Abstract: This presentation illustrates practical uses of influence functions (IF) in Stata. First (and most obviously), inspection of IFs helps detecting influential sample observations. I show how this can be done in practice and how similar this is to examining jackknife replicates. I illustrate how looking at the influence function helps one understand the underlying structure of the measures being estimated. Second, IFs make it easy to calculate (asymptotic) standard errors and confidence intervals for a wide range of statistics. I illustrate how this can be done in Stata with the total command to account for complex survey design easily. Third and finally, application of "recentered influence function (RIF) regression" has recently been advocated to approximate the impact of covariates on (unconditional) distribution statistics. I demonstrate this use of IFs in Stata and discuss interpretation of RIF regression model coefficients. Empirical applications pertain to income distribution analysis.

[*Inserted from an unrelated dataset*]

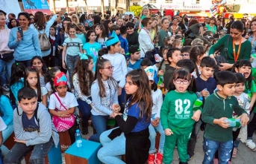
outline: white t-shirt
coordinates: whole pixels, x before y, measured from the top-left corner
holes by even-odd
[[[58,96],[57,92],[55,93],[57,96]],[[66,107],[66,109],[69,109],[72,107],[78,106],[78,101],[76,100],[76,98],[75,95],[71,92],[66,92],[65,97],[60,97],[58,96],[61,103]],[[49,108],[51,110],[54,110],[55,108],[57,108],[59,111],[66,111],[66,109],[63,107],[61,107],[60,108],[60,103],[57,100],[56,96],[52,94],[50,96],[50,102],[49,105]]]
[[[4,123],[4,120],[2,118],[0,117],[0,131],[4,131],[7,126]]]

Abstract: Sequences are entities built by a limited number of elements that are ordered in a specific way. A typical example is human DNA, where the elements adenine, cytosine, guanine, and thymine (the organic bases) are ordered into a sequence. Other sequences are words, which are built by letters that appear in a specific order, or careers of employers, which are built by specific job positions ordered along time. The user-written SQ-Ados, published in 2006, provide a number of tools to describe sequences and to measure the similiartiy between pairs of sequences. Since its first publication, the SQ-Ados have been continiously updated with new functionalties. This presentation gives an overview of existing programs and discusses the most recent additions, including functions for string comparisions, nearest neighbor identification, and a simple interface to the plugins for sequence analysis developed by Brandan Halpin.